Distinguish between ARM and Thumb


Nowadays I am using LLVM to do ARM binary analysis. I was wondering is llvm available to provide some debugging information on the mode of ARM.

For example, llvm-dwarfdump could dump some instructions information for debugging. Is it able to know the mode for each instruction? Or we may write some llvm pass to help us to know the instruction mode? Any suggestions are welcomed. Many Thanks


Hello Muhui,

If you are disassembling a non-stripped ELF binary you can find out
the Arm/Thumb state by looking at the mapping symbols $t and $a,
alternatively each ELF symbol of type STT_FUNC will have bit 0 set to
0 for Arm state and bit 1 for Thumb state. Hence with the symbol table
you can reconstruct the state at each address by finding a symbol.
More information is available in ELF for the Arm Architecture [1].

If you have got a stripped binary without any symbolic information
then life gets a lot more difficult. There are some encoding rules [2]
that can help you find out whether a Thumb instruction is 2 or 4 bytes
long but in general you'll at least need to know whether you are
starting on an Arm or Thumb instruction and will need to trace control
flow instructions to track state changes and to avoid interpreting
literal data as instructions.

For the former I don't think you need to do much beyond reading the
symbol table.

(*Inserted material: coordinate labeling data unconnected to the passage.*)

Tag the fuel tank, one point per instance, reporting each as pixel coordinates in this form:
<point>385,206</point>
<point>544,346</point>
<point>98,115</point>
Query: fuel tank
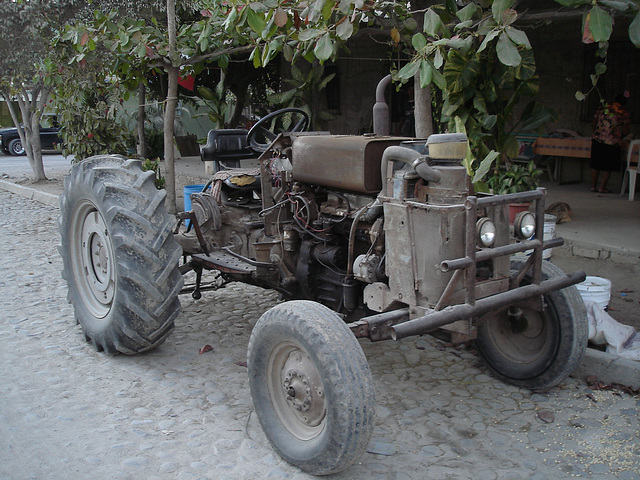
<point>343,162</point>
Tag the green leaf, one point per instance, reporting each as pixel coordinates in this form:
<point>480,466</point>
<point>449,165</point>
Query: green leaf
<point>432,22</point>
<point>409,70</point>
<point>256,21</point>
<point>600,24</point>
<point>573,3</point>
<point>426,74</point>
<point>485,166</point>
<point>439,79</point>
<point>490,36</point>
<point>634,31</point>
<point>438,59</point>
<point>324,48</point>
<point>465,14</point>
<point>309,34</point>
<point>418,41</point>
<point>507,51</point>
<point>410,24</point>
<point>518,37</point>
<point>527,68</point>
<point>460,72</point>
<point>344,30</point>
<point>498,8</point>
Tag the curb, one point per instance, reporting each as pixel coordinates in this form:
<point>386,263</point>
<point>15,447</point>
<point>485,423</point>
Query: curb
<point>31,193</point>
<point>606,367</point>
<point>609,369</point>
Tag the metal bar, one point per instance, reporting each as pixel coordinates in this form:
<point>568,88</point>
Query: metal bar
<point>377,327</point>
<point>490,253</point>
<point>537,251</point>
<point>453,281</point>
<point>454,313</point>
<point>471,210</point>
<point>512,198</point>
<point>246,260</point>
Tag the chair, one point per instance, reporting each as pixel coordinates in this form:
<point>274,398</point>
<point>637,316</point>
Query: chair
<point>632,170</point>
<point>225,148</point>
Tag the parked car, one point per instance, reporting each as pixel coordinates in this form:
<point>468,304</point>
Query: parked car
<point>10,140</point>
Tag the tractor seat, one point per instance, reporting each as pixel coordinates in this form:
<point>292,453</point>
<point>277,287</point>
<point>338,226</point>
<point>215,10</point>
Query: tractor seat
<point>226,147</point>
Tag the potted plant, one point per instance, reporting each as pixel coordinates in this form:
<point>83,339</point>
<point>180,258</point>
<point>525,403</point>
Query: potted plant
<point>515,178</point>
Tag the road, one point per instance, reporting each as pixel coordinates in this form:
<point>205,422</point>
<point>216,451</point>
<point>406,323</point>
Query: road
<point>67,411</point>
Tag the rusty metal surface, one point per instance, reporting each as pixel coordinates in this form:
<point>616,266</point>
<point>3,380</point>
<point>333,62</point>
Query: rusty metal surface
<point>324,160</point>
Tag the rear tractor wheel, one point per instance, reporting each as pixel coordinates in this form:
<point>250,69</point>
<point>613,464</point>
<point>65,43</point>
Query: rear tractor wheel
<point>120,257</point>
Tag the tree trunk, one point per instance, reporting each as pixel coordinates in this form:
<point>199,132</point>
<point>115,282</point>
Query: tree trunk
<point>142,137</point>
<point>29,128</point>
<point>422,96</point>
<point>170,109</point>
<point>422,113</point>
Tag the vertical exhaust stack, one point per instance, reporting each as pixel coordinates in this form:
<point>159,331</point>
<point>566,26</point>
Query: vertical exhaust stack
<point>381,109</point>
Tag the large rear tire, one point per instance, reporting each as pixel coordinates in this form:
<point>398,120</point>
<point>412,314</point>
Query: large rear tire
<point>311,387</point>
<point>120,257</point>
<point>536,350</point>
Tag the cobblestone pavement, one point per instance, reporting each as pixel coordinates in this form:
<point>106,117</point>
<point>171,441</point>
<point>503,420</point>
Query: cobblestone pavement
<point>69,412</point>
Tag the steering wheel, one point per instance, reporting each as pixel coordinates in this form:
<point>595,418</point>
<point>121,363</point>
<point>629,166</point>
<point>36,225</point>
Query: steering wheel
<point>260,136</point>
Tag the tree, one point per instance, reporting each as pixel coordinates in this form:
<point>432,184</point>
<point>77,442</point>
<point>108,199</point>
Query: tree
<point>460,50</point>
<point>26,28</point>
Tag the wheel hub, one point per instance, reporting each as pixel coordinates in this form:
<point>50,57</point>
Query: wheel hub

I don't think LLVM does passes to reconstruct binaries,
that logic would usually lie in a tool like objdump.

Hope this helps


[1] http://infocenter.arm.com/help/topic/com.arm.doc.ihi0044f/IHI0044F_aaelf.pdf
(search for mapping symbols)
[2] https://developer.arm.com/products/architecture/a-profile/docs/ddi0406/latest/arm-architecture-reference-manual-armv7-a-and-armv7-r-edition
(search for Thumb instruction encoding)

Hi Peter

Thank you so much for your detail and quick reply.

I think I have already known how to do it on non-stripped binary.